I’ve always regretted that I never was able to talk openly with my parents, especially with my father. I’ve heard and read so many things about my family that I can no longer believe anything; every relative I question has a completely different story from the last. I seem to have half a dozen family histories.
Fame can take interesting men and thrust mediocrity upon them.
If I hadn’t learned how to be a musician and writer, it wouldn’t have mattered what I did.
I never knew too many rock people. I would get to a place, some club or other, and see all these famous rockers bonding. And I remember feeling completely on the outside. I regret that sometimes.
I’m in awe of the universe, but I don’t necessarily believe there’s an intelligence or agent behind it.
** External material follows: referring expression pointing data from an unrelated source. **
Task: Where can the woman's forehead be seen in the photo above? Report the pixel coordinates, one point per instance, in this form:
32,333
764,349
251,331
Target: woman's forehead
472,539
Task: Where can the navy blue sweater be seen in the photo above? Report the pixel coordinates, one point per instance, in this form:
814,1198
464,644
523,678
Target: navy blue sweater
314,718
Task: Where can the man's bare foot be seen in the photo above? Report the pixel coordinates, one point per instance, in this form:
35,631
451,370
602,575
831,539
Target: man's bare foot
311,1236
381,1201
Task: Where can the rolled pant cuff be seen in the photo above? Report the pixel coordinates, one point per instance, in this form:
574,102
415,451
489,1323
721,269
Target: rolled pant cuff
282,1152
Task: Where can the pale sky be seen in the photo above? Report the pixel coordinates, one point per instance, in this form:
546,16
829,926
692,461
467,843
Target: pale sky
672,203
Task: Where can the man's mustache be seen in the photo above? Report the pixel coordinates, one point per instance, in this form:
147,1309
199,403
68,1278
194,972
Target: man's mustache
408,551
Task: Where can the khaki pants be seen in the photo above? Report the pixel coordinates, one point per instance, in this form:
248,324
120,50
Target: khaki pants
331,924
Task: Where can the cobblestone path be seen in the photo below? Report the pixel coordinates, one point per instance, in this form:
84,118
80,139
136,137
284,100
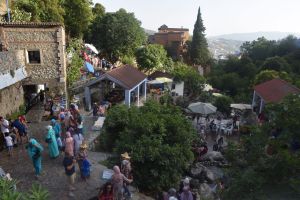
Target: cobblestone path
53,177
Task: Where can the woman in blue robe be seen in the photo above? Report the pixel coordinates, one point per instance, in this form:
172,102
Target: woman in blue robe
52,143
34,150
56,127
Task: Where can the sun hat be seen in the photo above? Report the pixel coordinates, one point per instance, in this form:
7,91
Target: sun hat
83,146
125,155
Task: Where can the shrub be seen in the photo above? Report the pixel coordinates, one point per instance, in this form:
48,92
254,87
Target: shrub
159,139
223,104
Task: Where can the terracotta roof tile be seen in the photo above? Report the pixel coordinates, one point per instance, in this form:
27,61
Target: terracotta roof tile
275,90
129,76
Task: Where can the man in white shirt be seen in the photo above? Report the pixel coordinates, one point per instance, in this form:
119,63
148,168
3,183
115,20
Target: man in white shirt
4,125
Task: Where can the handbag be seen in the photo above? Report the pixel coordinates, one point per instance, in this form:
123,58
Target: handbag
48,140
37,154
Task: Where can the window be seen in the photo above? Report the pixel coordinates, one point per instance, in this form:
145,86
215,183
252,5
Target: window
34,57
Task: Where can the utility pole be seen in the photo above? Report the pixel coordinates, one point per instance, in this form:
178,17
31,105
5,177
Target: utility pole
8,11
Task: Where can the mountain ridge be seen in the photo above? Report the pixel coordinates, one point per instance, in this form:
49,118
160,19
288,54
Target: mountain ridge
250,36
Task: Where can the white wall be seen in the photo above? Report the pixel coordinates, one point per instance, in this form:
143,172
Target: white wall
179,88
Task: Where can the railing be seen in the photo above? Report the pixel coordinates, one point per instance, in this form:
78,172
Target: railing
32,102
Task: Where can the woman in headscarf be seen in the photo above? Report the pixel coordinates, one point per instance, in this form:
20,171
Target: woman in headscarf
118,180
52,143
34,150
69,144
81,158
78,140
56,127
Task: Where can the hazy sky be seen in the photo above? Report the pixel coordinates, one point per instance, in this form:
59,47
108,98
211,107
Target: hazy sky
219,16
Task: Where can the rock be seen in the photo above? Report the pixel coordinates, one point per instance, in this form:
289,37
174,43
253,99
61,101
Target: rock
206,191
198,171
210,177
213,156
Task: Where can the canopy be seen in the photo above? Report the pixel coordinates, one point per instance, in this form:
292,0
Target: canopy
154,82
241,106
217,94
92,48
207,87
202,108
89,67
164,80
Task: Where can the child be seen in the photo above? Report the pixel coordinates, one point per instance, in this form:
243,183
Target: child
9,143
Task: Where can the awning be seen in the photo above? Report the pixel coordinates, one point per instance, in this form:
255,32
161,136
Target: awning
164,80
89,67
8,79
153,82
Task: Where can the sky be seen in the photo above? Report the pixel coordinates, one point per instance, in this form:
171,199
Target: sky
219,16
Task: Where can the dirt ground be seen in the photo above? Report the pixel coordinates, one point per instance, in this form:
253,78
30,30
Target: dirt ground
53,177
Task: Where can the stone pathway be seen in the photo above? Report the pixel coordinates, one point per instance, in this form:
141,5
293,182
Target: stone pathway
53,177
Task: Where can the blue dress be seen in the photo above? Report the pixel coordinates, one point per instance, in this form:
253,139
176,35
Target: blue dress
34,151
52,146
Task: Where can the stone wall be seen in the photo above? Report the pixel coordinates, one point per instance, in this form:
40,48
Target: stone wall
50,41
11,98
11,60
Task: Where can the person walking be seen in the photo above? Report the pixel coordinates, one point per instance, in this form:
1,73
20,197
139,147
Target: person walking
52,143
34,150
118,181
78,140
69,164
127,171
9,143
83,163
69,144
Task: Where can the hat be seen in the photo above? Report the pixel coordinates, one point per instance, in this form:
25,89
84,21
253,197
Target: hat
125,155
83,146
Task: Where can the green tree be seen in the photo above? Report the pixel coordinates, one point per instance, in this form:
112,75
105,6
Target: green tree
73,70
267,75
78,16
199,48
118,34
98,10
193,82
152,57
259,161
41,11
223,104
154,140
I do have a passion for the visual in religious rituals, though, even though they may be completely empty and bereft of substance. The incense is powerful and provocative, whether Buddhist or Catholic.
The depressing realization in this age of dumbing down is that the questions have moved from “Was Nietzsche right about God?”
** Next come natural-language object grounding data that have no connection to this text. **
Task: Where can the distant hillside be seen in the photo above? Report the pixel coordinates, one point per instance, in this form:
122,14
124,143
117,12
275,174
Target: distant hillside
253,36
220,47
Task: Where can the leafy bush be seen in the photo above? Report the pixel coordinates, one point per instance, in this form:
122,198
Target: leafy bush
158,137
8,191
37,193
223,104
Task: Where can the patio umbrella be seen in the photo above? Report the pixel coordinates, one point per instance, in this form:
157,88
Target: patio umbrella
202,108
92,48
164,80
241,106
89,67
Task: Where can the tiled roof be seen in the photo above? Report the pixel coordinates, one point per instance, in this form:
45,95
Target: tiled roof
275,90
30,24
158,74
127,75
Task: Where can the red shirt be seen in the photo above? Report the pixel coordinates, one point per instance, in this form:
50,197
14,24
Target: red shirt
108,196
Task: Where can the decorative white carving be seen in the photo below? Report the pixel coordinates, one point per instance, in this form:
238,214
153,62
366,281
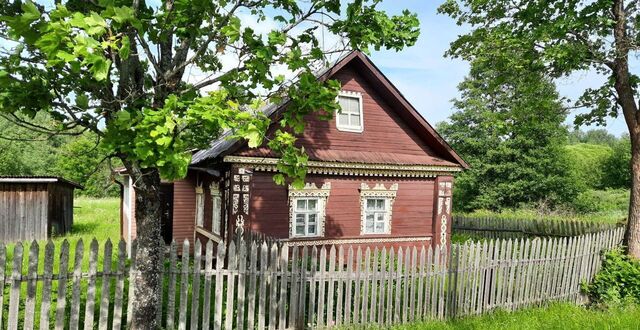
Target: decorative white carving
245,203
236,203
363,240
378,191
443,228
349,168
240,225
309,190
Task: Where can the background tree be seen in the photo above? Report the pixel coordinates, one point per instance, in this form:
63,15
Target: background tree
509,127
567,36
120,69
617,172
593,136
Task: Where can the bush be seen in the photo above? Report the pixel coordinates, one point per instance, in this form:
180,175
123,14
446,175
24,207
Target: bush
617,282
593,201
586,163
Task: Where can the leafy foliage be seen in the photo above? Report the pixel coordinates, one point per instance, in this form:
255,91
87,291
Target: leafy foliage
617,168
594,136
587,164
91,64
509,128
618,281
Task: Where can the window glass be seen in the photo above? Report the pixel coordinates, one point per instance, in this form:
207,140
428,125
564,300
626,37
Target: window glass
376,216
306,216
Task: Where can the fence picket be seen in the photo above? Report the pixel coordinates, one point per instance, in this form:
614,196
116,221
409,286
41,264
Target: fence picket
217,313
331,285
284,277
321,287
171,289
77,277
273,286
119,291
382,284
184,286
394,287
32,273
61,301
242,268
195,284
340,283
263,286
106,285
295,284
349,285
232,264
47,275
208,270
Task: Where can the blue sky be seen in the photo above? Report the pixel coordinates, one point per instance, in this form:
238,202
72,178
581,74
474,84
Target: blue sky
429,80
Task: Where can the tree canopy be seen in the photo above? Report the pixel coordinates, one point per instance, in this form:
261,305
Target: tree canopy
509,127
122,69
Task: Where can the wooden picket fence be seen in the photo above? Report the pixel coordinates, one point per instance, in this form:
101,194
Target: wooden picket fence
248,286
493,227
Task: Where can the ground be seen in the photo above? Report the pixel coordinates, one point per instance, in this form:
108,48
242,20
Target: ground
99,218
556,316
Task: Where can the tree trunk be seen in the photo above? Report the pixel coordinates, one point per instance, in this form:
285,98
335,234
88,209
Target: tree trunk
632,234
149,252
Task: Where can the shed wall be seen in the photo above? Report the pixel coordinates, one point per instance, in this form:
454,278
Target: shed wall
23,211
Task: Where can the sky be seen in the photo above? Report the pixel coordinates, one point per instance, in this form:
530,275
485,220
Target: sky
424,75
429,80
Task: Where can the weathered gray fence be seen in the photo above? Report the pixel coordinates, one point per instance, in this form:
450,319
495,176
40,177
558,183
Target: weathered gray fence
492,227
278,287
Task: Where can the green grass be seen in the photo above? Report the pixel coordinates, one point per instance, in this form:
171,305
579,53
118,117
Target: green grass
93,218
556,316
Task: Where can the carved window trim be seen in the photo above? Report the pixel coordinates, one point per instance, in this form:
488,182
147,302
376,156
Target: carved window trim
379,191
199,206
310,190
216,208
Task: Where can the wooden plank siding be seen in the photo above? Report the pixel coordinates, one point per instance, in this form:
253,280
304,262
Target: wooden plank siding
184,209
384,130
31,211
411,214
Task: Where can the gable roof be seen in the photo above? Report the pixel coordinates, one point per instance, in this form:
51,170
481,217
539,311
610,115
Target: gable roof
225,146
38,179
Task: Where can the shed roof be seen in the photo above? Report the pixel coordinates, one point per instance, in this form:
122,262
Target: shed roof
38,179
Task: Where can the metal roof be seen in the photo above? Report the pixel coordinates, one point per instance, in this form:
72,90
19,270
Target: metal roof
38,179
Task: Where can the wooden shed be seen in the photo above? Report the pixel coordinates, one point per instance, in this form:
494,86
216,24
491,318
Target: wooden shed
35,207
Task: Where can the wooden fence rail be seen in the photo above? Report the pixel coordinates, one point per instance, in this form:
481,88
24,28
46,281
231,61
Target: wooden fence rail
492,227
249,286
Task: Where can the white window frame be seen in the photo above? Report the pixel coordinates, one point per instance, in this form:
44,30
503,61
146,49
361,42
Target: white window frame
309,192
199,206
379,191
351,128
216,209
to “How big was his dick?”
Make the best of every moment. We’re not evolving. We’re not going anywhere.
You’re never who you think you are. Sometime in the eighties, an old lady approached me and asked, “Mr. Elton, may I have your autograph?” I told her that I wasn’t Elton but David Bowie. She replied, “Oh, thank goodness. I couldn’t stand his red hair and all that makeup.”
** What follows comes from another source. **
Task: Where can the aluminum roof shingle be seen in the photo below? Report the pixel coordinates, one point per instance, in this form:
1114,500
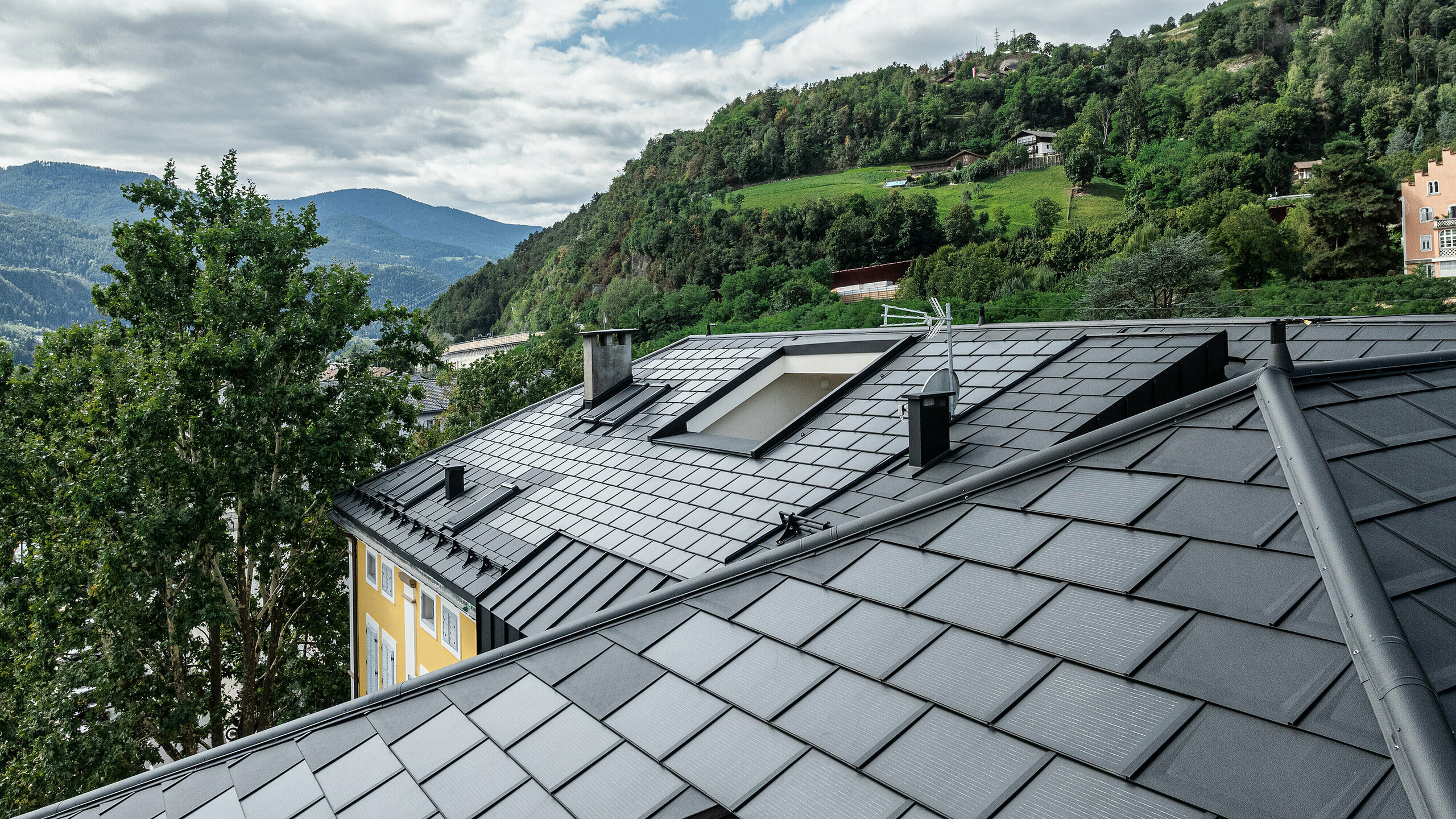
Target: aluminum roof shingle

They’re never who you think they are. When I first came to America, around 1971, my New York guide told me one day that the Velvet Underground were to play later that night at the Electric Circus, which was about to close. I was the biggest fan in the UK, I believe. I got to the gig early and positioned myself at the front by the lip of the stage. The performance was great, and I made sure that Lou Reed could see that I was a true fan by singing along to all the songs. After the show, I moved to the side of the stage to where the door of the dressing room was located. I knocked, and one of the band members answered. After a few gushing compliments, I asked if I could have a few words with Lou. He looked bemused but told me to wait a second. After only moments, Lou came out, and we sat and talked about songwriting for ten minutes or so. I left the club floating on cloud nine – a teenage ambition achieved. The next day, I told my guide what a blast it had been to see the Velvets live and meet Lou Reed. He looked at me quizzically for a second, then burst into laughter. “Lou left the band some time ago,” he said. “You were talking to his replacement, Doug Yule.”
I’ve always felt bemused at being called the chameleon of rock.